With the introduction of several disease-modifying therapies (DMTs) for relapsing–remitting multiple sclerosis (MS), the decision of which treatment to use became increasingly complex. The choice between injectable therapies (MILESTONE 1), monoclonal antibodies (MILESTONES 2, 5) and oral drugs (MILESTONE 4) with different efficacies and risks meant clinicians had to start making decisions about which treatment is appropriate, when to commence treatment, and when and how to switch treatments if the clinical response is suboptimal. Each aspect has a dilemma to address for each patient.
Difficulty in selecting the initial therapy for a specific patient with MS comes from uncertainty about the relative efficacies of the DMTs and about how a patient will respond to a particular DMT. Trial results show that some DMTs have a higher efficacy than others; for example, natalizumab is more effective than interferon‑β (IFNβ) (MILESTONE 2). However, few DMTs have been compared in head-to-head trials and the relative efficacies of DMTs remain controversial, posing a conundrum for clinicians. Analysis of real-world data can inform treatment decisions, but individual treatment responses cannot be accounted for.
Consensus has not been reached on how to identify patients who will benefit most from a particular DMT. Some patients respond well to the traditional first-line therapies (IFNβ‑1a and glatiramer acetate; MILESTONE 1), whereas others do not and require more potent second-line treatments, such as natalizumab, fingolimod or alemtuzumab. However, these second-line DMTs are typically associated with severe adverse effects, which might preclude their use in some patients.
Consequently, the clinician is faced with a difficult choice. Initial therapy with first-line treatments with the option to escalate to second-line treatments is initially safer, but risks a suboptimal response that allows disease progression. By contrast, initial therapy with a second-line treatment is more likely to induce remission, but could have serious adverse consequences.
Guidelines recommend that the choice of initial therapy be based on a dialogue between patient and clinician and that it takes into account disease severity, patient lifestyle factors and the toxicity and efficacy of available drugs. These factors enable the risk–benefit ratio to be established before therapy is commenced.
Another difficulty that has arisen as a result of the approval of several DMTs is pressure on clinicians to make an early diagnosis. Studies of multiple DMTs have consistently shown that treatment of MS early in the disease course, and even in patients who do not fulfil the entire diagnostic criteria for MS (such as those with clinically isolated syndrome), is associated with better long-term outcomes than later treatment. This finding drives clinicians to make an early diagnosis. As a consequence, misdiagnosis of MS is a risk, occurs regularly and can lead to initiation of unnecessary or incorrect treatments that can have serious adverse effects and can be financially costly.
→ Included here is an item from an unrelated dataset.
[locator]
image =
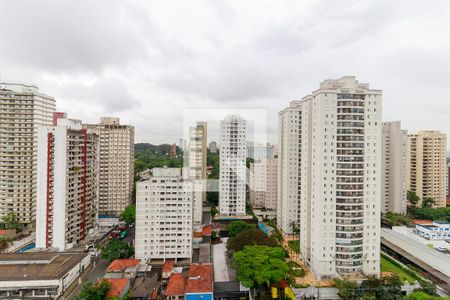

Finally, as the therapeutic armamentarium for MS has grown, treatment switching to improve a patient’s clinical response or to improve tolerability has become an option, but is challenging in clinical practice. Switching therapies has been shown to reduce disease activity in patients with breakthrough disease, although precisely when a patient is deemed to be non-responsive to a particular DMT is a matter of debate. Indeed, even defining a lack of response to DMTs is difficult, as many patients receiving treatment for MS have some disease activity, and several different sets of criteria for a suboptimal treatment response — largely based around MRI activity or clinical findings — have been proposed. Moreover, selecting the appropriate treatment to switch to is complicated by the uncertainty over the relative efficacies of DMTs, and escalation to a treatment of higher efficacy is often associated with more-severe adverse effects.
These clinical dilemmas continue today, and their importance is reflected in the 2018 publication of the ECTRIMS/EAN and the AAN guidelines for the treatment of MS. With more experience, treatment strategies are likely to be refined, and such a range of treatment options presents an opportunity for personalized therapy.